Just to let you know, there was a thread somewhere on the taste of the black squirrel! Gonna have to read the article and get back at ya! btw, with full blessing from the dw, I just bought a Lee Anniversary Challenger reloading kit!! Can't wait to start pumping out the ammo!!

Disagree with the last one too. It is a grenade launcher...not a gun in the traditional sense. Great to see the M-1 getting its props!


----------



## hiwall (Jun 15, 2012)

If you are old enough to remember when the Glocks first came out the media called them plastic guns that could not be seen by x-ray machines. They came close to being banned. The media always suggests banning many different things but never themselves.


----------



## Magus (Dec 1, 2008)

I wish someone would make an M-1 Garand in 223.

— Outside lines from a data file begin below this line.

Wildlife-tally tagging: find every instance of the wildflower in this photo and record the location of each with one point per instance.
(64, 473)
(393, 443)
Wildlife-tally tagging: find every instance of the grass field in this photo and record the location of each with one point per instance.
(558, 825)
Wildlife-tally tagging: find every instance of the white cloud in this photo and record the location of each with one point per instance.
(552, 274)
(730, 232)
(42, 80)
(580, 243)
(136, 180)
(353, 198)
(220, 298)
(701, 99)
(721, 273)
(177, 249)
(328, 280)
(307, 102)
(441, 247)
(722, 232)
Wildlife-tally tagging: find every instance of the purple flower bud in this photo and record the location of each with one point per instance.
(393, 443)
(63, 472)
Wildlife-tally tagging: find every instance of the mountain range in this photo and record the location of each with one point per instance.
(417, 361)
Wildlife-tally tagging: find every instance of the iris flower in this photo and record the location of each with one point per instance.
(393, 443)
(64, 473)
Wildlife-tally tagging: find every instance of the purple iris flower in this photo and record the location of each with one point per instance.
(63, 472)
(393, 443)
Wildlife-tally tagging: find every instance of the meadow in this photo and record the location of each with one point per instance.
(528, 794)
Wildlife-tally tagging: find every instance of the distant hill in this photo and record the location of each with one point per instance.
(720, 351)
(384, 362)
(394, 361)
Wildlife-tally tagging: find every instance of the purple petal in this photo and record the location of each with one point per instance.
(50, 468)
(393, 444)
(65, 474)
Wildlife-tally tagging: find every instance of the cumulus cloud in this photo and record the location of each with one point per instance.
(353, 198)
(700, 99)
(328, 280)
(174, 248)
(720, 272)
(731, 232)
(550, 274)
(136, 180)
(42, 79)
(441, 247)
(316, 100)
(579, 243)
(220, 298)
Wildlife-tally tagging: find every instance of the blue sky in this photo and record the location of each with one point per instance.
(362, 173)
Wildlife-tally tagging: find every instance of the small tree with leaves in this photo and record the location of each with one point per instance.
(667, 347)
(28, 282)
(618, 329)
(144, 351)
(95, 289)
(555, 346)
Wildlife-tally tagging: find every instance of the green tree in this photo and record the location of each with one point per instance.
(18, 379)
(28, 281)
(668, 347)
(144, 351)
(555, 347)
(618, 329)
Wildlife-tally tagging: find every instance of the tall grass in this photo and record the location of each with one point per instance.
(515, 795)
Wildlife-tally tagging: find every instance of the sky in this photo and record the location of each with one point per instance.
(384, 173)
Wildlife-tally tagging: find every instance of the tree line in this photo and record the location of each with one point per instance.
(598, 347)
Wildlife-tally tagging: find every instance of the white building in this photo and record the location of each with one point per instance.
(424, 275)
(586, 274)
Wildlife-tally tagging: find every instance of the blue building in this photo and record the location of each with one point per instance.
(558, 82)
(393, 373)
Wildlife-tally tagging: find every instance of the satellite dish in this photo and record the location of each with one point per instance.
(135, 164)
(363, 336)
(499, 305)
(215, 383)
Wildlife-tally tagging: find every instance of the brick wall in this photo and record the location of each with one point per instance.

I know about mini 14s, accuracy on the older ones is meh.I mean an honest to godz M-1!


----------



## ComputerGuy (Dec 10, 2010)

Magus said:


> I wish someone would make an M-1 Garand in 223.
> 
> I know about mini 14s, accuracy on the older ones is meh.I mean an honest to godz M-1!


I loved the M-1 Garand. I was on the Air Force Honor Guard for 5 years and we used the Garand for our functions including the funeral firing party, and drill team. GOD that sucker was heavy and how many stocks I broke twirling, flinging, and throwing that in practice and events! You would hate me! I have probably broken around 20-30 stocks!

I will always love that weapon. The balance during a simple spin or butterflies was great... even with the slling


----------



## Sentry18 (Aug 5, 2012)

I would take a true "scaled down" M1A or M-14 in 5.56mm but would pass on a full size M1 Garand in 5.56mm. Not interested in having to load clips or getting my thumb smashed if not paying attention.


----------



## fedorthedog (Apr 14, 2011)

M1 thumb is a right of passage.


----------



## GrinnanBarrett (Aug 31, 2012)

It is sort of like when they have their survival how to issue. It was written by the black squirrel. 

Sadly all the magazines now publish crap from free lance writers who never check their facts. M one of my kids free lances for some publications and at least she verify a her information. She is a shooter by the way. GB


----------



## Magus (Dec 1, 2008)

Sentry18 said:


> I would take a true "scaled down" M1A or M-14 in 5.56mm but would pass on a full size M1 Garand in 5.56mm. Not interested in having to load clips or getting my thumb smashed if not paying attention.


There's a 5$ drop in gizmo that stops that.


----------



## cnsper (Sep 20, 2012)

That is one of the dumbest lists I have ever seen. They left off the percussion cap black powder as before that it was flintlock that was hard to shoot in the rain. Then there is that little gun that the mob made famous, the Tommy Gun. Oh yeah then there is the Henry Repeating Rifle, guess that was not an important one.


----------



## ComputerGuy (Dec 10, 2010)

cnsper said:


> That is one of the dumbest lists I have ever seen. They left off the percussion cap black powder as before that it was flintlock that was hard to shoot in the rain. Then there is that little gun that the mob made famous, the Tommy Gun. Oh yeah then there is the Henry Repeating Rifle, guess that was not an important one.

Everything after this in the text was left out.